Detta così sarebbe una stupidaggine. Ma la cosiddetta scuola dell'obbligo fabbrica per forza gladiatori disperati. La massa si fa più grande, come la disperazione, come la rabbia. Mettiamo che io abbia lanciato una boutade (eppure non credo) Ditemi voi una altra cosa. S'intende che rimpiango la rivoluzione pura e diretta della gente oppressa che ha il solo scopo di fari libera e padrona di se stessa. S'intende che mi immagino che possa ancora venire un momento così nella storia italiana e in quella del mondo. Il meglio di quello che penso potrà anche ispirarmi una delle mie prossime poesie. Ma non quello che so e quello che vedo. Voglio dire fuori dai denti: io scendo all'inferno e so cose che non disturbano la pace di altri. Ma state attenti. L'inferno sta salendo da voi. È vero che sogna la sua uniforme e la sua giustificazione (qualche volta). Ma è anche vero che la sua voglia, il suo bisogno di dare la sprangata, di aggredire, di uccidere, è forte ed è generale. Non resterà per tanto tempo l'esperienza privata e rischiosa di chi ha, come dire, toccato «la vita violenta». Non vi illudete. E voi siete, con la scuola, la televisione, la pacatezza dei vostri giornali, voi siete i grandi conservatori di questo ordine orrendo basato sull'idea di possedere e sull'idea di distruggere. Beati voi che siete tutti contenti quando potete mettere su un delitto la sua bella etichetta. A me questa sembra un'altra, delle tante operazioni della cultura di massa. Non potendo impedire che accadano certe cose, si trova pace fabbricando scaffali.

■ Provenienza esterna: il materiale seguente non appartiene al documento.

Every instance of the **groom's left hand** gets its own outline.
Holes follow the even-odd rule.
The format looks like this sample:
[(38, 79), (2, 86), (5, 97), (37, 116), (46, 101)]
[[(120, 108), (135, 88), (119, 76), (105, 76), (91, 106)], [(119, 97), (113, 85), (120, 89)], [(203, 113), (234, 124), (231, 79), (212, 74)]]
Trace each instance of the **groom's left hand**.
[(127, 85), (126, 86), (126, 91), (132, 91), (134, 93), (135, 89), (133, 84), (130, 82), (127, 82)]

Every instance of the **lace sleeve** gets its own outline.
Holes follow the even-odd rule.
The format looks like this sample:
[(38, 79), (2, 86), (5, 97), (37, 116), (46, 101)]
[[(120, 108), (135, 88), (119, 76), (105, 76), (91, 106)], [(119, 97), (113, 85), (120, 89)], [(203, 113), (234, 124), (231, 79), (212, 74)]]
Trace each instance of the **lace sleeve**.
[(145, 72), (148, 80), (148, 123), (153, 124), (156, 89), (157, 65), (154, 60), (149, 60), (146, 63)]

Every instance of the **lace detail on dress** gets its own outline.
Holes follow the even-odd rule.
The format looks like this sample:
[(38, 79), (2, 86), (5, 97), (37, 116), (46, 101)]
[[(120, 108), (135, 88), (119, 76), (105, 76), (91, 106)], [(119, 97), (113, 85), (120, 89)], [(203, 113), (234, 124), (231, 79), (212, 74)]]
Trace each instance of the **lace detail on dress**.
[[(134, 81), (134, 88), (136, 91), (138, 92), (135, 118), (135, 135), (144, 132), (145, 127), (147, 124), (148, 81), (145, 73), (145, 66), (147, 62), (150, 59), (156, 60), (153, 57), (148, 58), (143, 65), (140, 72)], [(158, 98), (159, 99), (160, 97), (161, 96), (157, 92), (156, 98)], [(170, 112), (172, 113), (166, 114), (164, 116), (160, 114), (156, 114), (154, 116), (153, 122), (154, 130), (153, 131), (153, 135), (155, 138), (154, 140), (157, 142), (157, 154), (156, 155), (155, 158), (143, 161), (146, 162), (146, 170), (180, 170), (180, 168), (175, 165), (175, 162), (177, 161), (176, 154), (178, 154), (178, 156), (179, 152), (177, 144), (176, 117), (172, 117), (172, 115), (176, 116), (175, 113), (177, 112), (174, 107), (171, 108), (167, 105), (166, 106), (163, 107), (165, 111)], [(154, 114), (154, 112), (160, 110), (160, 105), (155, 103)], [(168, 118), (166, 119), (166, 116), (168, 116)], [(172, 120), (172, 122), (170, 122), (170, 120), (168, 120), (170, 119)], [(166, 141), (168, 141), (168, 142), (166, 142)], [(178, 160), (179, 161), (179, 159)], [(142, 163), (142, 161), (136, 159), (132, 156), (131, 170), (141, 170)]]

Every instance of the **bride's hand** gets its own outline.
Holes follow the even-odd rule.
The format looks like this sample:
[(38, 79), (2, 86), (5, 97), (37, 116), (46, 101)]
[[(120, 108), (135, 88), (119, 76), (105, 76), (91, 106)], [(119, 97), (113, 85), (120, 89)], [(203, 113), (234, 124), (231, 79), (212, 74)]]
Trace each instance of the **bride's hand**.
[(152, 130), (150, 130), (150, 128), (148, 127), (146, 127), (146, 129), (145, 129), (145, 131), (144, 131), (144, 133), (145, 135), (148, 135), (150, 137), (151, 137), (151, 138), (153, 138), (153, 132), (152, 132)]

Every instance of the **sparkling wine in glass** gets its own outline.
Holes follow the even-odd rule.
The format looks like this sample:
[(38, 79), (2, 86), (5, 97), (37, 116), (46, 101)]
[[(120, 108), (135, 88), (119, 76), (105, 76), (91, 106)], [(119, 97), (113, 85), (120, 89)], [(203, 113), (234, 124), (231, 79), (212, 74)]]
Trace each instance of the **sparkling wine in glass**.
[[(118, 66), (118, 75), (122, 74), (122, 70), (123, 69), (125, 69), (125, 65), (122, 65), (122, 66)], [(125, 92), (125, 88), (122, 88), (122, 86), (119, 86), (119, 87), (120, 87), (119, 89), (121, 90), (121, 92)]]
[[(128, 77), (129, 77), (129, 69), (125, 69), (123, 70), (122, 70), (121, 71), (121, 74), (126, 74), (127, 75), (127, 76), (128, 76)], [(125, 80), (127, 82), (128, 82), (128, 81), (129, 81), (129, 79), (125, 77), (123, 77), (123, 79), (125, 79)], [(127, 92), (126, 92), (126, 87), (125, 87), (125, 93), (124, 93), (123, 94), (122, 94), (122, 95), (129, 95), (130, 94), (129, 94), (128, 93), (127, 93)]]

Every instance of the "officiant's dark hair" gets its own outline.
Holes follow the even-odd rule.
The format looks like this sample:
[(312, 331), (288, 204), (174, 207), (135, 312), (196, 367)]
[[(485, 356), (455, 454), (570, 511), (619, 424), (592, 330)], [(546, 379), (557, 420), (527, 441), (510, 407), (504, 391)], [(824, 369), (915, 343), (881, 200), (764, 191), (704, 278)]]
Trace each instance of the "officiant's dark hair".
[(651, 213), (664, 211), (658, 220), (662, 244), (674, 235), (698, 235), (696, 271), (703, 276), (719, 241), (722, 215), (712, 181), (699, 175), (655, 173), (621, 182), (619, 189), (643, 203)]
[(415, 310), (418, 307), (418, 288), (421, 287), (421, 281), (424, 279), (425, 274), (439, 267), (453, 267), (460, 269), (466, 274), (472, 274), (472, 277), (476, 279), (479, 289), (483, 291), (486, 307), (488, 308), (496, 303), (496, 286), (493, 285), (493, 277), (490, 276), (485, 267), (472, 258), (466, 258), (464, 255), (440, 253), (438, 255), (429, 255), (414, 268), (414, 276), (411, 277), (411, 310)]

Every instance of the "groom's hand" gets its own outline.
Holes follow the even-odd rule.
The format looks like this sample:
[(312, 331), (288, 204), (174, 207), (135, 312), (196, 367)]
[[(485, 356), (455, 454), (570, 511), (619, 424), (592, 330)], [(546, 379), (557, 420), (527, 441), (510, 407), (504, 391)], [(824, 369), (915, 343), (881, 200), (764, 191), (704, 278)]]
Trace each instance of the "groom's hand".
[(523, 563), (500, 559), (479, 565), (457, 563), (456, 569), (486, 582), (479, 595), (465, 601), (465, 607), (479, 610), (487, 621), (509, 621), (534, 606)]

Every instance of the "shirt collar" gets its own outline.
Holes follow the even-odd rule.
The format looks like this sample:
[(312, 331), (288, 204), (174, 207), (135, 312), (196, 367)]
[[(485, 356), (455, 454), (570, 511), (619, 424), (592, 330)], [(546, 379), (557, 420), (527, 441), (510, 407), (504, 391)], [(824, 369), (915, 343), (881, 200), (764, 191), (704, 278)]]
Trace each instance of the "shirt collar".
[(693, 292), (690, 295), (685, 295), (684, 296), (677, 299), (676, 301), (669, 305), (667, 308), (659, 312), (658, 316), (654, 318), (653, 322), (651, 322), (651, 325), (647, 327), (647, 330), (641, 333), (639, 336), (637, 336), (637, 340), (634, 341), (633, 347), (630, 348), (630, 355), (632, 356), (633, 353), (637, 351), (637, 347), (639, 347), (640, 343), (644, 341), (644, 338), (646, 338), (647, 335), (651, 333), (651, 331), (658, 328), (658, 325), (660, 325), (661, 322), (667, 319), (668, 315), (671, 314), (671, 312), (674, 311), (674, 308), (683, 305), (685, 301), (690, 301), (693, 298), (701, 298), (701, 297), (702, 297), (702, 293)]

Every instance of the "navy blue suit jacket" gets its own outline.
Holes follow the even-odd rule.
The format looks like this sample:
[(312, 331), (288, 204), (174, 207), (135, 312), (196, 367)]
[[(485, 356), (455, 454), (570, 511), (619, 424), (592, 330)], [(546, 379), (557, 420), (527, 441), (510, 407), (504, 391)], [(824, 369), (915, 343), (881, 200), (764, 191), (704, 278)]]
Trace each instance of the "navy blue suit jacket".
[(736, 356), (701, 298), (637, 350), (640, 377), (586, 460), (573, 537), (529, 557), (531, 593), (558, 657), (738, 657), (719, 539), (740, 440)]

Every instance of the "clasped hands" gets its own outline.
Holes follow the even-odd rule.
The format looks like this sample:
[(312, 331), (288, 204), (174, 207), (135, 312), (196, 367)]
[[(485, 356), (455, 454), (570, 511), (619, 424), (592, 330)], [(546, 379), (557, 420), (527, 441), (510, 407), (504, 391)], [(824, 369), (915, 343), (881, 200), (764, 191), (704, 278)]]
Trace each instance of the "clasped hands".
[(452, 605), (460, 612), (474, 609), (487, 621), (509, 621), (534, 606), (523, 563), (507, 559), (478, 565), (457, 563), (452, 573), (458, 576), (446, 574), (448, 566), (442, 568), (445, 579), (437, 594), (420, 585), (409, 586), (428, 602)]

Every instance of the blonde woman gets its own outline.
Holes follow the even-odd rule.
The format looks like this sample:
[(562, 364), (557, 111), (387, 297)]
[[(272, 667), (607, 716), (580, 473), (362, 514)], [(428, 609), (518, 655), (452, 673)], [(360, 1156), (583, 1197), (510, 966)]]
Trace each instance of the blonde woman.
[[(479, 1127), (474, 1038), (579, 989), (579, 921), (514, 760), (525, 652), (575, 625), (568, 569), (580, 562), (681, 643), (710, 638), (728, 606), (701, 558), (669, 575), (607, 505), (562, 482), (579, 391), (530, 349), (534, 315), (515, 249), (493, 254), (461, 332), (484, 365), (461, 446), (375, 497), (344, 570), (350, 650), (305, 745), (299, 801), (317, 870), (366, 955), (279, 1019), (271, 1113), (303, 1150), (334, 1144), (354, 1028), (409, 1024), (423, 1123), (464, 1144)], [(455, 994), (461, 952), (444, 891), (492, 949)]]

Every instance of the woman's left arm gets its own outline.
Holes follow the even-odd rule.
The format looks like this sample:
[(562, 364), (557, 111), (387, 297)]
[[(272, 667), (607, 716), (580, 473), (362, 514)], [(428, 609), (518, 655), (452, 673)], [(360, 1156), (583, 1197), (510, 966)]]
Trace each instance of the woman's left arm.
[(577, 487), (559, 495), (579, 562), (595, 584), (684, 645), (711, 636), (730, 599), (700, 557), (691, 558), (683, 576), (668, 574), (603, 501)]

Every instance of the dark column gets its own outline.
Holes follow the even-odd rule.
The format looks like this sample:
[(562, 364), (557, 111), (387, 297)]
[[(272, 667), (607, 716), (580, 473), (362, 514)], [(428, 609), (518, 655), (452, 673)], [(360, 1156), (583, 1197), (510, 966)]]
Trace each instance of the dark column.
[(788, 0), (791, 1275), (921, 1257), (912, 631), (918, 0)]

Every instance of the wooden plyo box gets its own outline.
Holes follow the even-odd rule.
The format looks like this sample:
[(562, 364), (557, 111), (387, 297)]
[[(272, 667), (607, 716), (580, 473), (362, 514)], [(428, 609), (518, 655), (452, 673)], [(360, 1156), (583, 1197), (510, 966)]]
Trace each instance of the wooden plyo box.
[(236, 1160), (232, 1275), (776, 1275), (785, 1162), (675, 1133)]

Ma abolire deve per forza dire creare, se non sei un distruttore anche tu. I libri per esempio, che fine fanno? Non voglio fare la parte di chi si angoscia più per la cultura che per la gente. Ma questa gente salvata, nella tua visione di un mondo diverso, non può essere più primitiva (questa è un'accusa frequente che ti viene rivolta) e se non vogliamo usare la repressione «più avanzata»...
Che mi fa rabbrividire.
Se non vogliamo usare frasi fatte, una indicazione ci deve pur essere. Per esempio, nella fantascienza, come nel nazismo, si bruciano sempre i libri come gesto iniziale di sterminio. Chiuse le scuole, chiusa la televisione, come animi il tuo presepio?
Credo di essermi già spiegato con Moravia. Chiudere, nel mio linguaggio, vuol dire cambiare. Cambiare però in modo tanto drastico e disperato quanto drastica e disperata è la situazione. Quello che impedisce un vero dibattito con Moravia ma soprattutto con Firpo, per esempio, è che sembriamo persone che non vedono la stessa scena, che non conoscono la stessa gente, che non ascoltavano le stesse voci. Per voi una cosa accade quando è cronaca, bella, fatta, impaginata, tagliata e intitolata. Ma cosa c'è sotto? Qui manca il chirurgo che ha il coraggio di esaminare il tessuto e di dire: signori, questo è cancro, non è un fatterello benigno. Cos'è il cancro? È una cosa che cambia tutte le cellule, che le fa crescere tutte in modo pazzesco, fuori da qualsiasi logica precedente. È un nostalgico il malato che sogna la salute che aveva prima, anche se prima era uno stupido e un disgraziato? Prima del cancro, dico. Ecco prima di tutto bisognerà fare non solo quale sforzo per avere la stessa immagine. Io ascolto i politici con le loro formulette, tutti i politici e divento pazzo. Non sanno di che Paese stanno parlando, sono lontani come la Luna. E i letterati. E i sociologi. E gli esperti di tutti i generi.
Perché pensi che per te certe cose siano talmente più chiare?
Non vorrei parlare più di me, forse ho detto fin troppo. Lo sanno tutti che io le mie esperienze le pago di persona. Ma ci sono anche i miei libri e i miei film. Forse sono io che sbaglio. Ma io continuo a dire che siamo tutti in pericolo.
Pasolini, se tu vedi la vita così - non so se accetti questa domanda - come pensi di evitare il pericolo e il rischio?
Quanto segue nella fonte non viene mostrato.